During this week’s CodeKata, we were asked to write a tool to convert Arabic numbers (1, 5, 100, etc.) into Roman Numerals (I, V, C, etc.). For those unfamiliar with CodeKata, the point of the exercise is not to find a working solution, but to practice our approaches to problem-solving, pair-programming, and TDD.

As a bit of a running joke once the serious exercise was completed, I tried to solve the problem using regular expressions in PHP. This is written in a single method and is certainly not supposed to be an efficient or best-practice way to approach the problem in a production environment.

The very first step is to represent the Arabic number using just the numeral I, e.g. 1 becomes I and 18 becomes IIIIIIIIIIIIIIIIII.

If, for a moment, we concern ourselves just with sorting out the numerals I, V, and X, there are two phases of regex replacement that need to be completed:

Phase 1:

All occurrences of IIIII (5) need to be replaced with V;
Then, all occurrences of VV (10) need to be replaced with X;

Phase Two:

All remaining occurrences of IIII (4) need to be replaced with IV;
Then, any instances of VIV (9) need to be replaced with IX;

The pattern of replacements in the phases above are exactly the same if we multiply all the numbers by 10.

For 1 (I), 5 (V) and 10 (X), it’s the same for 10 (X), 50 (L) and 100 (C), and the same for 100 (C), 500 (D) and 1000 (M).

Phase 1 needs to be completed for each of these groups (IVX, XLC, CDM) first, then Phase 2 can be completed for each group afterwards, so that the substitutions are made in the correct order.

In the code below, the first foreach loop iterates through each of the phases above. The strings in the array each contain four space-separated tokens, representing two find-replace pairs. E.g. /I{5}/ V will be used to replace IIIII with V, and /V{2}/ X will be used to replace VV with X.

The second foreach loop iterates through our groups of numerals (each a multiple of 10 greater than the last).

We use strtr($p, 'IVX', $r) to translate all the find-replace tokens in the phase to the correct multiple-of-ten group, as the patterns are identical.
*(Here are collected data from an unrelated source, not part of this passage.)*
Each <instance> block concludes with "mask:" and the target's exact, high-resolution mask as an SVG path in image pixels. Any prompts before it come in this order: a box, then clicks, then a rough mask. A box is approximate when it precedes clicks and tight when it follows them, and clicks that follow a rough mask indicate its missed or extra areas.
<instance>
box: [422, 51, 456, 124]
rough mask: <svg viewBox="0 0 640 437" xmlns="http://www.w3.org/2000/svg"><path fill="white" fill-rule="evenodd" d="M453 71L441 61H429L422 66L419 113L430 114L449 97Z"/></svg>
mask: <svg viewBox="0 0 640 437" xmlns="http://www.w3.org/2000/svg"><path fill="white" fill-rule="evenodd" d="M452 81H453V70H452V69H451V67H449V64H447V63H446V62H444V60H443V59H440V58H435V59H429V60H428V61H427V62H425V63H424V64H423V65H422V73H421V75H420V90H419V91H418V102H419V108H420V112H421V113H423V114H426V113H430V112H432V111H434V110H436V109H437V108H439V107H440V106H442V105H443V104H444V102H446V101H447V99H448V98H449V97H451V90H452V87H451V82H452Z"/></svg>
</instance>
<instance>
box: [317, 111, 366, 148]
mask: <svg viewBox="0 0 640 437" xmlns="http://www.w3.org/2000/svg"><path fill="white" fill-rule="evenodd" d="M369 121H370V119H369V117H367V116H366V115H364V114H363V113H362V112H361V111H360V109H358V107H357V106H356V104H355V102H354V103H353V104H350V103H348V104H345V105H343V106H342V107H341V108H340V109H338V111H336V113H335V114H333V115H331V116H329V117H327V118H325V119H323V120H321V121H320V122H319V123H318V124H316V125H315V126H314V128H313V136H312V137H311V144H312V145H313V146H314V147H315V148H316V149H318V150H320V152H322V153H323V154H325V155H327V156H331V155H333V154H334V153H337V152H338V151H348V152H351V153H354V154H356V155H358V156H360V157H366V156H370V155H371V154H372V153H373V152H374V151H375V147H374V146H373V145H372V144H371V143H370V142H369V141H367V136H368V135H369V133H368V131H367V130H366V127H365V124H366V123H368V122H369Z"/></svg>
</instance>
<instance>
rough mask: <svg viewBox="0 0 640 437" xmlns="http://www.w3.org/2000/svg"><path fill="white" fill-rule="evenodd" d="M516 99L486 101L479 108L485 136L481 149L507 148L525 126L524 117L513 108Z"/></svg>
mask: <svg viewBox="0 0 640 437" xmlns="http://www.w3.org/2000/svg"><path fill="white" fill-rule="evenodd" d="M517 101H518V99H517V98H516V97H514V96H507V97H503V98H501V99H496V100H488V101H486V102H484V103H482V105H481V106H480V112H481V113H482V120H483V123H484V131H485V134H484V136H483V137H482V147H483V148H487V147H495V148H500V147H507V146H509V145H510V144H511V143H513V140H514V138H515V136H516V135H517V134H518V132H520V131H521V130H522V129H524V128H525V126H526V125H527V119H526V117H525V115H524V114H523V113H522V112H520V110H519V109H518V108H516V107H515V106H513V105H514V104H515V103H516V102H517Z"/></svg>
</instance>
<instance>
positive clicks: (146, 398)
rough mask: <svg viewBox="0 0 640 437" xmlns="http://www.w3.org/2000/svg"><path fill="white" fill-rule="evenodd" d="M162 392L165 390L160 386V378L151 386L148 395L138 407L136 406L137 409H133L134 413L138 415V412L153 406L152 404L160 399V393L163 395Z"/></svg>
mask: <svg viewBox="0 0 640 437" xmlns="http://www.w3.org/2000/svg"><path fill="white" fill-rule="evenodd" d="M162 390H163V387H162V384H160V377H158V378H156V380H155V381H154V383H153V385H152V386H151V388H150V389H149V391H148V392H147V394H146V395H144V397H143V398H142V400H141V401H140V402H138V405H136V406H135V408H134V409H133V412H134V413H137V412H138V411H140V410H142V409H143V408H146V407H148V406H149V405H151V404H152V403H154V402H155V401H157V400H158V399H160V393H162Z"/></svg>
E.g. the phase /I{5}/ V /V{2}/ X will become /X{5}/ L /L{2}/ C.

The last step after this translation is to explode the space-separated string and feed the tokens into the correct parameters of preg_replace.

<?php

namespace Seniorio;

class Numeralizor
{
    public function arabicToRoman($n)
    {
        $n = str_repeat('I', $n);

        foreach (array('/I{5}/ V /V{2}/ X', '/I{4}/ IV /VIV/ IX') as $p) {
            foreach (array('IVX', 'XLC', 'CDM') as $r) {
                $a = explode(' ', strtr($p, 'IVX', $r));
                $n = preg_replace(array($a[0], $a[2]), array($a[1], $a[3]), $n);
            }
        }

        return $n;
    }
}

Just a bit of fun. You can find the accompanying 3000-line(!) PhpSpec test on GitHub.